(Reuters) - The National Basketball Association (NBA) postponed all three playoff games on Wednesday after the Milwaukee Bucks boycotted Game 5 of their series against the Orlando Magic to protest racial injustice, triggering similar moves across other sports.
The action by the Wisconsin-based team follows the police shooting of Jacob Blake, a Black man, in the city of Kenosha, also in Wisconsin, on Sunday.
Major League Baseball, Major League Soccer and the Women’s NBA also postponed games, while two-times tennis Grand Slam champion Naomi Osaka joined the protests by pulling out of a tournament after reaching the semi-finals.
The Bucks players said in a statement they were unable to focus on basketball due to the events in Kenosha.
“Over the last few days in our home state of Wisconsin we have seen the horrendous video of Jacob Blake being shot in the back seven times by a police officer in Kenosha and the additional shooting of protesters,” they said.
“Despite the overwhelming plea for change there has been no action so our focus today cannot be on basketball.”
In addition to the Bucks-Magic game, the NBA said the Houston Rockets-Oklahoma City Thunder and Los Angeles Lakers-Portland Trail Blazers games would be rescheduled.
“WE DEMAND CHANGE. SICK OF IT,” tweeted LeBron James, the four-times NBA Most Valuable Player.
Former U.S. President Barack Obama praised the Bucks in a Twitter post that included a video clip of an emotional Los Angeles Clippers head coach Doc Rivers talking about Blake.
“I commend the players on the @Bucks for standing up for what they believe in, coaches like @DocRivers, and the @NBA and @WNBA for setting an example. It’s going to take all our institutions to stand up for our values,” wrote Obama.
‘SHINE A LIGHT’
Major League Baseball postponed games in Milwaukee, San Diego and San Francisco scheduled for Wednesday while Major League Soccer decided to postpone the five remaining games on its schedule.
“Given the pain in the communities of Wisconsin and beyond following the shooting of Jacob Blake, we respect the decisions of a number of players not to play tonight,” MLB said in a statement.
The WNBA also postponed three games scheduled for Wednesday. Players on the reigning WNBA champion Washington Mystics wore T-shirts that depicted seven bloody bullet holes on their backs.
World number 10 tennis player Osaka withdrew from a U.S. Open tune-up tournament after she reached the semi-finals.
“As a Black woman I feel as though there are much more important matters at hand that need immediate attention, rather than watching me play tennis,” Osaka said.
Kenosha has been rocked by civil unrest and violence since Sunday, when police shot Blake, 29, in the back at close range in an incident captured on video. Blake is paralyzed and is being treated for his injuries.
A 17-year-old identified as Kyle Rittenhouse was arrested and charged with homicide on Wednesday in connection with gunfire that killed two people and wounded a third during a third night of protests on Tuesday.
The Magic, who trail 3-1 in the best-of-seven, first-round series, left the court when it was clear the Bucks were not going to play.
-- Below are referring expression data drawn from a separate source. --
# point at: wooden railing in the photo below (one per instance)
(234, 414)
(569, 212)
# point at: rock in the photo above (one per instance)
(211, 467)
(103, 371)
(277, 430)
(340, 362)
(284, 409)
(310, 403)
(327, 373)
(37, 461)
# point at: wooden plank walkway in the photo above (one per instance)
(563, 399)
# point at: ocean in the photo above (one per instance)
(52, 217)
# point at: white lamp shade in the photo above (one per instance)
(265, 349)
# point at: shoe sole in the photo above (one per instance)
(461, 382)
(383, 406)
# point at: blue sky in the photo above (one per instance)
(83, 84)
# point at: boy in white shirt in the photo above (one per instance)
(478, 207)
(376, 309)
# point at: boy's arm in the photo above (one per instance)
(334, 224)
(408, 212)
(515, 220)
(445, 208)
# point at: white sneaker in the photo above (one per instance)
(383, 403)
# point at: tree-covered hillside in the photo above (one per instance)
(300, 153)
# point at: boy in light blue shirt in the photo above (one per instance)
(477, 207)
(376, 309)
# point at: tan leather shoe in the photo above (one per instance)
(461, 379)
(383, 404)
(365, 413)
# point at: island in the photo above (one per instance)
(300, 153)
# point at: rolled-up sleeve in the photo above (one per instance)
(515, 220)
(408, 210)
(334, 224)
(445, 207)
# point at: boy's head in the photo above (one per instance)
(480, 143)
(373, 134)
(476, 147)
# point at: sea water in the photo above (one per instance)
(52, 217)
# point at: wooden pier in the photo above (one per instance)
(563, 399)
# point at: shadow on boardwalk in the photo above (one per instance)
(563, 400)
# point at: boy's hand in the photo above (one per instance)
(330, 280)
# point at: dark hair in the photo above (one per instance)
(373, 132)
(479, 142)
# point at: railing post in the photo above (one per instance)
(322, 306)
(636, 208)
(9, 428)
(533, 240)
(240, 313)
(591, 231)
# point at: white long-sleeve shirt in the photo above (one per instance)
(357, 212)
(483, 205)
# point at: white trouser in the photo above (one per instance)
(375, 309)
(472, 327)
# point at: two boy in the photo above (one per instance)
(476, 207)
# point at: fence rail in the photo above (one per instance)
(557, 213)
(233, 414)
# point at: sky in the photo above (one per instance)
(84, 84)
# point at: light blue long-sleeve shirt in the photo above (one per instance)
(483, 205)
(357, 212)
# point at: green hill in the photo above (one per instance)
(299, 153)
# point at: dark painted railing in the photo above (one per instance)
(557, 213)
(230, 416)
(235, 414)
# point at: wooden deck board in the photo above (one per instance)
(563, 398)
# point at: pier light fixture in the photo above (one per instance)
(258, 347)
Beyonce’s song “Freedom” rang out in the empty Orlando arena as the clock counting down to the start of the game ran out.
The Bucks ownership said they were not aware ahead of time of what the players were planning but supported them.
“The only way to bring about change is to shine a light on racial injustices that are happening in front of us,” co-owners Marc Lasry, Wes Edens and Jamie Dinan said in a statement.
Athletes from around the world have united behind anti-racism protests sparked by the death of George Floyd, a Black man in police custody in Minneapolis in May.
Since the NBA restarted its COVID-19 hit season in a bubble-like campus at Disney World in Florida, courts have the words “Black Lives Matter” painted on them and many players are wearing jerseys with social justice slogans.